Thursday, January 24, 2013

Desert Skies

After record-breaking low temperatures last week (in the high teens), yesterday we broke the record high (low eighties). And today it’s cloudy and mild. The sky has been spectacular. Here are a few sky shots, including one from Sabino Canyon last Sunday:

Sabino Blue Sky 1-20-2013 1-00-32 PM 2048x1235

And from various locations in my yard:

backyard sunset 1-20-2013 5-44-33 PM 3236x1536

Saguaro sunset 1-20-2013 5-54-52 PM 2048x1536

pink mountains 1-20-2013 5-47-15 PM 2033x784

front yard sunset 1-20-2013 5-58-56 PM 1939x1144

Saturday, January 12, 2013

A Blast of Winter

The cacti are still wearing their styrofoam “hats,” and will continue to do so for several days, as winter has made a big comeback. We’re at the beginning of a five-day hard freeze, nearly unprecedented in this area. The last such, though it didn’t last as long, was two years ago. This is possibly the result of global warming.

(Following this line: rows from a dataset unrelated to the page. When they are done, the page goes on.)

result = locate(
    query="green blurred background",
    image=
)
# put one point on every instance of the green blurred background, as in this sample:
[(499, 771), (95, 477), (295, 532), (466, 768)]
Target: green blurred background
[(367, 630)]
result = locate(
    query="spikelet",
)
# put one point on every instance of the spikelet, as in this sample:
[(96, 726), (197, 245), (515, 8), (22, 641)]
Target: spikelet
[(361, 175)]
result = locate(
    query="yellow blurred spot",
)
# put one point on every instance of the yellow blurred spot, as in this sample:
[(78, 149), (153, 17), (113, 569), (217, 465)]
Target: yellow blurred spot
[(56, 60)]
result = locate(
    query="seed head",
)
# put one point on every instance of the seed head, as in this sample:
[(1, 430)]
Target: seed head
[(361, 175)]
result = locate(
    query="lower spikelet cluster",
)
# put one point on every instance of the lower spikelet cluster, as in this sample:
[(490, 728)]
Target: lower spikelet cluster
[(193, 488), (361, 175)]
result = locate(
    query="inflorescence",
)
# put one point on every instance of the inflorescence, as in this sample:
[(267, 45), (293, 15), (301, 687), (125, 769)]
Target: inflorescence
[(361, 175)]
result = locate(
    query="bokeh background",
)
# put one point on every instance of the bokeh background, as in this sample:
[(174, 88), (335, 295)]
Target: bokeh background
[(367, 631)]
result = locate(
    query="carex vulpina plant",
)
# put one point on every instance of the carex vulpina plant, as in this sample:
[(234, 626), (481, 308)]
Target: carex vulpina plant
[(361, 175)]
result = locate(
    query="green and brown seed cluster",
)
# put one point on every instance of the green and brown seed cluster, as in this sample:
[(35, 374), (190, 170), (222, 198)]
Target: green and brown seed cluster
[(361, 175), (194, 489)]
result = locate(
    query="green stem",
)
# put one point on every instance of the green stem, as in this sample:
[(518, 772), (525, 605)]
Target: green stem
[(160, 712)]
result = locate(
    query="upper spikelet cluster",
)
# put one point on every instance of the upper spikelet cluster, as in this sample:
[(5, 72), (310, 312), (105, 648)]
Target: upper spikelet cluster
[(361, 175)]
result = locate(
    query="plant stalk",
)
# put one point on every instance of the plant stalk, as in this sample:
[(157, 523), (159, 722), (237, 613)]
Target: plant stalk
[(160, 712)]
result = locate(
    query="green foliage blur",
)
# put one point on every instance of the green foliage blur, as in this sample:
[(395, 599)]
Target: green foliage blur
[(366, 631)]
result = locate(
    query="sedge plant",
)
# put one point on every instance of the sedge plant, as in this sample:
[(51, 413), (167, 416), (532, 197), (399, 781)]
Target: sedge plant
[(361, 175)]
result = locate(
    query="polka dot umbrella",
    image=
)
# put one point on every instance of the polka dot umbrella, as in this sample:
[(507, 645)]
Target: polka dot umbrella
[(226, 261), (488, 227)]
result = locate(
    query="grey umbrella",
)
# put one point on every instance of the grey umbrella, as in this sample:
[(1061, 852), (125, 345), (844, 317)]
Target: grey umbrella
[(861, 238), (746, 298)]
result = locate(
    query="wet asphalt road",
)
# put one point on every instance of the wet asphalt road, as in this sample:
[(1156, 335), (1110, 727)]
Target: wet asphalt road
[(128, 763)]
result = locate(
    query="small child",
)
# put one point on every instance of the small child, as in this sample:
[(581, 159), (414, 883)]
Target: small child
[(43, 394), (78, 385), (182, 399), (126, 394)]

Tohono Chul Park was very cold but beautiful today. There were plenty of birds, among them: phainopeplas, white-crowned sparrows, mourning doves, goldfinches, Abert’s towhees, Gila woodpeckers, curve-billed thrasher, pyrrhuloxia, house finch, house wren, cardinal and Gambel’s quails. But we saw no hummingbirds; this weather is hard on them. It kills the nectar flowers and small insects they subsist on. I hope that this year at least a few survive, because two years ago very few did. The biggest surprise today was this ice sculpture in the riparian area:

Icicles 1-12-2013 9-00-25 AM 2372x2232

Friday, January 04, 2013

Cactus Hats and Hints of Spring

The New Year has brought cold weather to the Sonoran Desert. But because we’ve had some rain and because it was so warm through most of December there are pockets of wildflowers coming up here and there, as well as blooms by some flowers that won’t be stopped by anything but a hard freeze.

Marigolds-chiltepins better 1-2-2013 9-14-24 AM 1688x2058                                Bluebells 1-2-2013 9-14-02 AM 967x1971

Desert Marigolds and Chiltepin fruits                           Arizona Bluebells

In most of Tohono Chul Park, our plants meet more hospitable conditions than those out in the desert. We irrigate many flower beds, and surround them with wire to keep out rabbits and javelinas. And we cover many non-native plants on nights when freezing conditions are expected.

Horse and cactus with hats 1-2-2013 8-59-31 AM 3264x2448

These Mexican Fence Posts and other columnar cacti grow from the top of the stem, so it’s necessary to protect the delicate growing tip from freezing. We do this with styrofoam drinking cups. The next morning it is always a cheery sight, with the covered cacti looking something like a Shriner’s convention. (I personally think we should put tassels on the cups, but so far nobody has taken my suggestion.)